To fix your code, try something like:

for key, value in dict.iteritems():
    temp = [key,value]
    dictlist.append(temp)

You don't need to copy the loop variables key and value into another variable before using them so I dropped them out. Similarly, you don't need to use append to build up a list, you can just specify it between square brackets as shown above. And we could have done dictlist.append([key,value]) if we wanted to be as brief as possible.

Or just use dict.items() as has been suggested.

You should use dict.items().

Here is a one liner solution for your problem:

[(k,v) for k,v in dict.items()]

and result:

[('Food', 'Fish&Chips'), ('2012', 'Olympics'), ('Capital', 'London')]

or you can do

l=[]
[l.extend([k,v]) for k,v in dict.items()]

for:

['Food', 'Fish&Chips', '2012', 'Olympics', 'Capital', 'London']

 >>> a = {'foo': 'bar', 'baz': 'quux', 'hello': 'world'}
 >>> list(reduce(lambda x, y: x + y, a.items()))
 ['foo', 'bar', 'baz', 'quux', 'hello', 'world']

To explain: a.items() returns a list of tuples.
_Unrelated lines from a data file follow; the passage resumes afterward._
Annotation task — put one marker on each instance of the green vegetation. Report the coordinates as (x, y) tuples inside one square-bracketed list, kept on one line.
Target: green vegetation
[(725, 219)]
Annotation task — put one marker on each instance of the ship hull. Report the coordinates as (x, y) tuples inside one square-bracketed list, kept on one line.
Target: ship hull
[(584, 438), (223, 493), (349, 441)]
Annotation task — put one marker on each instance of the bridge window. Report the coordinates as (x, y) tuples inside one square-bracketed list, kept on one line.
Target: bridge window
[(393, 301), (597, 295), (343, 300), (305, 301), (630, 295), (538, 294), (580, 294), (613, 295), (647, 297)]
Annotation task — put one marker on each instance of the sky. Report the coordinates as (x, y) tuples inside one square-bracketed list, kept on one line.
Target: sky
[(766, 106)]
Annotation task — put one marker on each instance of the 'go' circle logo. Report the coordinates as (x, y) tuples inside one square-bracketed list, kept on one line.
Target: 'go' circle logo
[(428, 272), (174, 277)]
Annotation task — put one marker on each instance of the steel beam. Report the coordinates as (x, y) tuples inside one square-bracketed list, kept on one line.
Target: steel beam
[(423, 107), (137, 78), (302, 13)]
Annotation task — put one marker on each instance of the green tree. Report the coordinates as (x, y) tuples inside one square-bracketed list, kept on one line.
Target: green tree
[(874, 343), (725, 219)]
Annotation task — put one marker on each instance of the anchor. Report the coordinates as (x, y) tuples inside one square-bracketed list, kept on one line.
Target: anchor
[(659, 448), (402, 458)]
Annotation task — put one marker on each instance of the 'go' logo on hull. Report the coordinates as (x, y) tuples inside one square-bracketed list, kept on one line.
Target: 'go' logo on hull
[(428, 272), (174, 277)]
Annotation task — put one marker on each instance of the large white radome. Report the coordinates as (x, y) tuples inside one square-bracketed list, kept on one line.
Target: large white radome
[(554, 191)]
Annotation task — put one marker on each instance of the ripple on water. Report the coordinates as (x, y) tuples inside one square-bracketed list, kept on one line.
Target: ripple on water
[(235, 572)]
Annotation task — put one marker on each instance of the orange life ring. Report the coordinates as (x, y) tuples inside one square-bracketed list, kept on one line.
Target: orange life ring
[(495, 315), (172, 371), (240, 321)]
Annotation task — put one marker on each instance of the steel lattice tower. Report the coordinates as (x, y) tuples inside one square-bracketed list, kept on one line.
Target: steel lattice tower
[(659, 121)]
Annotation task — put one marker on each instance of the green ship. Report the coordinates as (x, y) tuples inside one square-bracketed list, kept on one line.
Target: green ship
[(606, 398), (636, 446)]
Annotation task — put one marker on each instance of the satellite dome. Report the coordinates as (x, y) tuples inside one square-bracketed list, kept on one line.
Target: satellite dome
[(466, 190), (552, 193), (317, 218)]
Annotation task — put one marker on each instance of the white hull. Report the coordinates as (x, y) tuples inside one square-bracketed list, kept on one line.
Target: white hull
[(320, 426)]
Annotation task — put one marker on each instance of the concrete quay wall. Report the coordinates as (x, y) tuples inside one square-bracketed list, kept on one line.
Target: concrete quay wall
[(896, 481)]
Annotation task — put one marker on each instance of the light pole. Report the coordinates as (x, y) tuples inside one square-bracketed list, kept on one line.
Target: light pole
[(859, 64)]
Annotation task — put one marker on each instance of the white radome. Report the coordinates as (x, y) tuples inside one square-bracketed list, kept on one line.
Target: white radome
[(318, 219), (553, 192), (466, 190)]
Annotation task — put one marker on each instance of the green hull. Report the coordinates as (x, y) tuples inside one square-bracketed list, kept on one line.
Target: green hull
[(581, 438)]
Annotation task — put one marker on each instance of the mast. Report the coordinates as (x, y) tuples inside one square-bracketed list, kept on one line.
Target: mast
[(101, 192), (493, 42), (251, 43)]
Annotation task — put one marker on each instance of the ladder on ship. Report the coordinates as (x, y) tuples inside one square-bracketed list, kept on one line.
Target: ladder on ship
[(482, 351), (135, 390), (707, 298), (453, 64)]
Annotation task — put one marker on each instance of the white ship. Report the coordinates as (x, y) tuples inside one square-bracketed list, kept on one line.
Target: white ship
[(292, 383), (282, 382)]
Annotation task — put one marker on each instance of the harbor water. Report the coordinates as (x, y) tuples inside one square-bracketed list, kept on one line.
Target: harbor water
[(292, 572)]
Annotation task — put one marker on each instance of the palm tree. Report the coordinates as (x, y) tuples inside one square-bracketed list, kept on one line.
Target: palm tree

Adding two tuples together makes one tuple containing all elements. Thus the reduction creates one tuple containing all keys and values and then the list(...) makes a list from that.

Probably you just want this:

dictList = dict.items()

Your approach has two problems. For one you use key and value in quotes, which are strings with the letters "key" and "value", not related to the variables of that names. Also you keep adding elements to the "temporary" list and never get rid of old elements that are already in it from previous iterations. Make sure you have a new and empty temp list in each iteration and use the key and value variables:

for key, value in dict.iteritems():
    temp = []
    aKey = key
    aValue = value
    temp.append(aKey)
    temp.append(aValue)
    dictList.append(temp)

Also note that this could be written shorter without the temporary variables (and in Python 3 with items() instead of iteritems()):

for key, value in dict.items():
    dictList.append([key, value])

If you're making a dictionary only to make a list of tuples, as creating dicts like you are may be a pain, you might look into using zip()

Its especialy useful if you've got one heading, and multiple rows. For instance if I assume that you want Olympics stats for countries:

headers = ['Capital', 'Food', 'Year']
countries = [    ['London', 'Fish & Chips', '2012'],
    ['Beijing', 'Noodles', '2008'],
]

for olympics in countries:
    print zip(headers, olympics)

gives

[('Capital', 'London'), ('Food', 'Fish & Chips'), ('Year', '2012')]
[('Capital', 'Beijing'), ('Food', 'Noodles'), ('Year', '2008')]

Don't know if thats the end goal, and my be off topic, but it could be something to keep in mind.